What’s behind far-right trend of using 3D tech to make guns?

Balliet, 27, was referring to 3D-printed firearms. In the same post, on the now-defunct far-right messaging board, Meguca, Balliet wrote, just minutes before carrying out his attack: “Of course, there are dozens of other designs out there, so what’s special with mine?
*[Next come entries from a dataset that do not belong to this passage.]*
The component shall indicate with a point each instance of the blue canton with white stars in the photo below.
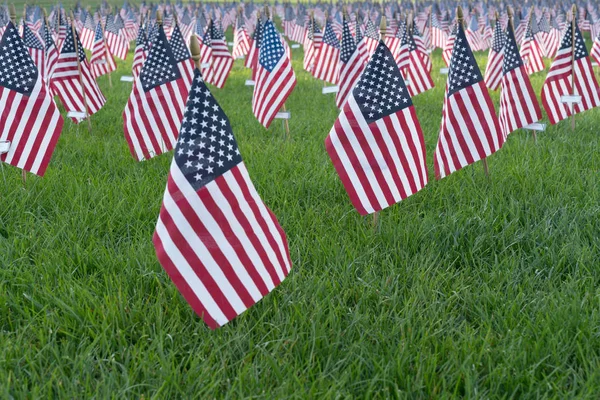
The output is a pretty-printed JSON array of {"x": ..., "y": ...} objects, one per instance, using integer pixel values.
[
  {"x": 30, "y": 39},
  {"x": 69, "y": 45},
  {"x": 464, "y": 71},
  {"x": 271, "y": 49},
  {"x": 329, "y": 36},
  {"x": 381, "y": 90},
  {"x": 348, "y": 45},
  {"x": 160, "y": 66},
  {"x": 180, "y": 50},
  {"x": 206, "y": 148},
  {"x": 17, "y": 70},
  {"x": 512, "y": 58}
]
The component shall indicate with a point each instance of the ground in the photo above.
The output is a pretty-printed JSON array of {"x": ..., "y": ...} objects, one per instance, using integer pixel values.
[{"x": 472, "y": 287}]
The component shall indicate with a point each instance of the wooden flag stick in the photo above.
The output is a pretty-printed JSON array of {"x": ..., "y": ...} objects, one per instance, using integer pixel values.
[
  {"x": 107, "y": 52},
  {"x": 574, "y": 13},
  {"x": 87, "y": 111}
]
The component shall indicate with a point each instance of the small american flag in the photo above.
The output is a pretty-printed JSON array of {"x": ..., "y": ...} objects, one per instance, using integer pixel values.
[
  {"x": 275, "y": 77},
  {"x": 376, "y": 144},
  {"x": 116, "y": 42},
  {"x": 351, "y": 65},
  {"x": 518, "y": 104},
  {"x": 182, "y": 56},
  {"x": 153, "y": 114},
  {"x": 531, "y": 48},
  {"x": 563, "y": 73},
  {"x": 493, "y": 70},
  {"x": 102, "y": 61},
  {"x": 67, "y": 82},
  {"x": 220, "y": 244},
  {"x": 326, "y": 61},
  {"x": 141, "y": 52},
  {"x": 30, "y": 119},
  {"x": 35, "y": 47},
  {"x": 470, "y": 130}
]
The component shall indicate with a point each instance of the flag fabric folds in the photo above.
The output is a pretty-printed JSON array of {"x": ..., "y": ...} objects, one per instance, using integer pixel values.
[
  {"x": 153, "y": 114},
  {"x": 376, "y": 144},
  {"x": 470, "y": 130},
  {"x": 220, "y": 244},
  {"x": 23, "y": 93},
  {"x": 275, "y": 78},
  {"x": 565, "y": 70}
]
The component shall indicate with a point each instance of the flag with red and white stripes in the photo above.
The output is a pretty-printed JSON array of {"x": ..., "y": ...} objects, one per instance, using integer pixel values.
[
  {"x": 376, "y": 144},
  {"x": 117, "y": 43},
  {"x": 182, "y": 56},
  {"x": 153, "y": 114},
  {"x": 518, "y": 104},
  {"x": 351, "y": 65},
  {"x": 30, "y": 120},
  {"x": 67, "y": 81},
  {"x": 221, "y": 60},
  {"x": 141, "y": 52},
  {"x": 102, "y": 61},
  {"x": 470, "y": 130},
  {"x": 275, "y": 77},
  {"x": 35, "y": 47},
  {"x": 326, "y": 61},
  {"x": 563, "y": 72},
  {"x": 216, "y": 239},
  {"x": 531, "y": 48},
  {"x": 493, "y": 69}
]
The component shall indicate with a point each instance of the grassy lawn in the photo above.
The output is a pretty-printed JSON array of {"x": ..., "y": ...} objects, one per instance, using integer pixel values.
[{"x": 472, "y": 287}]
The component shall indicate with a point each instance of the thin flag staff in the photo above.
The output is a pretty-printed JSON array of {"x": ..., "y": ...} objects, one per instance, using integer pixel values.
[
  {"x": 470, "y": 130},
  {"x": 220, "y": 244}
]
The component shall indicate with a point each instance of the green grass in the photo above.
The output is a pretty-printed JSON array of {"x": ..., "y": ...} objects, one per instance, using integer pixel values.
[{"x": 474, "y": 288}]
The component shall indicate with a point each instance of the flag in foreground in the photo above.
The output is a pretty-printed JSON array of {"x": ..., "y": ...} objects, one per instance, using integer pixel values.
[
  {"x": 470, "y": 130},
  {"x": 220, "y": 244},
  {"x": 376, "y": 144},
  {"x": 23, "y": 93}
]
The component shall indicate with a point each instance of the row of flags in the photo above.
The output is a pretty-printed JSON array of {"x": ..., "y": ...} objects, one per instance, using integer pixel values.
[{"x": 219, "y": 243}]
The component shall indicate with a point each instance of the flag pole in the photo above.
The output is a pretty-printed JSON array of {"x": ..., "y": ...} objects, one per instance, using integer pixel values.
[
  {"x": 13, "y": 18},
  {"x": 574, "y": 12},
  {"x": 87, "y": 113},
  {"x": 106, "y": 51}
]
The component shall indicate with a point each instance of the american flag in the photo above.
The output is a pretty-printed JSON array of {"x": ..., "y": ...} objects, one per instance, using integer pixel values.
[
  {"x": 416, "y": 70},
  {"x": 252, "y": 59},
  {"x": 376, "y": 144},
  {"x": 531, "y": 48},
  {"x": 35, "y": 47},
  {"x": 493, "y": 70},
  {"x": 116, "y": 42},
  {"x": 220, "y": 244},
  {"x": 220, "y": 60},
  {"x": 88, "y": 33},
  {"x": 30, "y": 119},
  {"x": 102, "y": 61},
  {"x": 182, "y": 56},
  {"x": 67, "y": 81},
  {"x": 326, "y": 62},
  {"x": 371, "y": 38},
  {"x": 310, "y": 46},
  {"x": 447, "y": 52},
  {"x": 153, "y": 114},
  {"x": 351, "y": 66},
  {"x": 141, "y": 52},
  {"x": 50, "y": 54},
  {"x": 241, "y": 41},
  {"x": 563, "y": 73},
  {"x": 518, "y": 104},
  {"x": 470, "y": 130},
  {"x": 275, "y": 77}
]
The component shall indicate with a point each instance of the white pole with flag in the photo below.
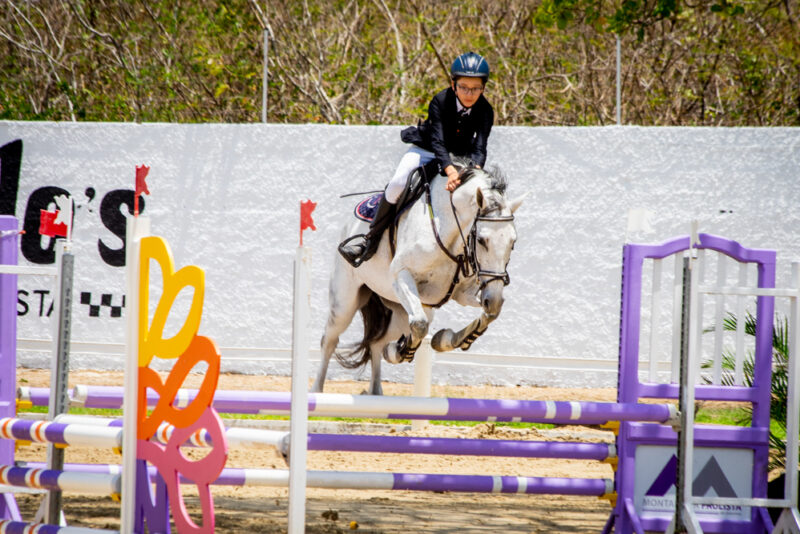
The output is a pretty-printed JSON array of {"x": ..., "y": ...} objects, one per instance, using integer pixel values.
[{"x": 299, "y": 410}]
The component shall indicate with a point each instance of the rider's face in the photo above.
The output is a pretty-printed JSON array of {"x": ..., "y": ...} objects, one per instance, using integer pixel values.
[{"x": 468, "y": 90}]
Simple, I prefer live testing.”

He then provided a link to a livestream on the gaming platform, Twitch, which broadcast his gun attack.

In his manifesto, which was also uploaded onto Meguca, apart from his objective of trying to “kill as many anti-Whites as possible, jews preferred”, Balliet also stated that he wanted to “prove the viability of improvised weapons”.

Among the cache of firearms Balliet had in Halle was a sub-machine gun that had 3D-printed plastic components, such as the magazine and grip.

Balliet’s attack is seen as a breakthrough moment among cases of far-right “extremism”, described by several experts as being the first perpetrator that had made and used a weapon from 3D-printed elements.

The world’s first ever gun to be made from a 3D printer was built in 2013 by Cody Wilson, a 25-year-old gun rights activist in the United States.

Ballistics and firearms expert Phillip Boyce, from the British-based firm Forensic Equity, said 3D printed guns have evolved since then, despite the “standard and quality” remaining “about the same”, with various designs now available.

It is no longer just handguns that can be produced from a 3D printer, Boyce said.

“You can have a fully automatic AR15 rifle, or a fully automatic AK47. And normally, those fully automatic weapons have got steel barrels, but the rest of it is plastic,” he added.

Since 2019, there has been an increase in the number of arrests and convictions in a number of European countries and elsewhere of people downloading and or trying to build their own 3D-printed guns. And so far, most seem to have far-right links, experts say.

In April this year, Spanish police raided a workshop that was producing 3D-printed weapons in Santa Cruz de Tenerife, in the Canary Islands. They recovered two 3D printers, a replica assault rifle and several gun barrels. Officers said they had also found manuals on urban guerrilla warfare and white supremacist literature. The owner of the workshop was arrested and charged with illegal possession of weapons.

The next month, two men and a woman were arrested in the British town of Keighley, as part of an investigation into “right-wing terrorism”, police said. All three were charged with possessing components of a 3D-printed firearm. One of the suspects faces an additional charge of disseminating an image of the Oklahoma City bomber, Timothy McVeigh.

And in June, a 15-year-old British girl from Derbyshire was charged with six terror offences, including the possession of a manual on how to make a firearm from a 3D printer.